Der Untermarkt in Görlitz. Photo von Sunchild dd - Alle Rechte vorbehalten

Spaziergang durch die (gute alte) Zeit

Görlitz, östlichste Stadt Deutschlands. Reich an denkmalgeschützten Gebäuden pflegt sie gleichzeitig ihren Retro-Look und sieht nach vorne, gemeinsam mit Schwesterstadt Zgorzelec am gegenüberliegenden Neiße-Ufer.

Veröffentlicht am 22 Mai 2009 um 16:03
Der Untermarkt in Görlitz. Photo von Sunchild dd - Alle Rechte vorbehalten

Zu einem Time Warp and den Ort, wo die Uhren richtig gehen, lädt die Frankfurter Rundschau ein. Nach Görlitz, das im Osten liegt, "hinterm Berg", fast schon in Polen, aber genau auf dem 15. Längengrad. In dieser ehemaligen Tuchmacher-Stadt an der Handelsstraße Via Regia stehen heute 4.000 denkmalgeschütze Gebäude. "Man bewegt sich wie in einem Manufactum-Katalog der deutschen Geschichte (Es gibt sie noch, die guten alten Zeiten!), (...) performen lässt sich in diesem Ambiente gut. Der Schmuckladen (...)bietet Selbstgeschmiedetes, (...) im hinteren Teil der Ladenwohnung wird im historischen Kleid getöpfert."

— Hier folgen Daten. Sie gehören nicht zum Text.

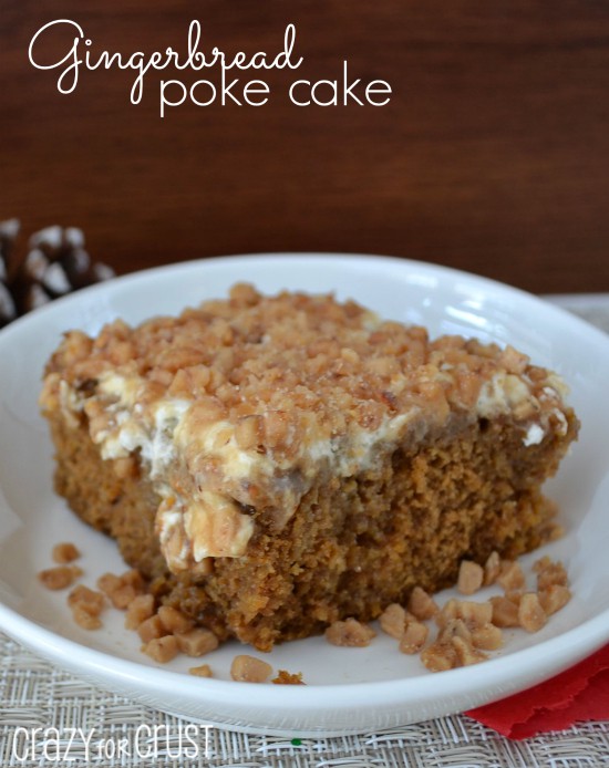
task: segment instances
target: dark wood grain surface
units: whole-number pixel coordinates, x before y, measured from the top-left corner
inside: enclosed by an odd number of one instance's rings
[[[348,60],[393,96],[298,107],[295,73],[269,72],[264,107],[161,120],[175,72],[151,74],[134,106],[133,73],[83,72],[60,95],[58,73],[31,66],[32,35],[60,18],[126,54],[184,50],[192,19],[204,49],[278,52],[293,22],[299,76],[333,79]],[[56,59],[65,35],[51,38],[40,51]],[[538,292],[609,290],[609,2],[0,0],[0,218],[82,227],[120,272],[357,251]]]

Görlitz hat aber noch diese andere Besonderheit: seine polnische Schwester Zgorzelec, "die vor 1945 einfach ein jüngerer Ortsteil von Görlitz war – Europa findet hier sozusagen im eigenen Hause statt". Mit ihr gemeinsam hat es sich vor einigen Jahren vergebens um den Titel der Kulturhauptstadt Europas 2010 beworben. "Denn wirtschaftlich laufen die Dinge inmitten der schönsten Bauhistorie keineswegs gut." Der Bürgermeister berichtet, wie wohltuend die Aufbruchstimmung damals war. Wirklich nahe gekommen sind sich die Einwohner der Schwesterstädte jedoch nicht.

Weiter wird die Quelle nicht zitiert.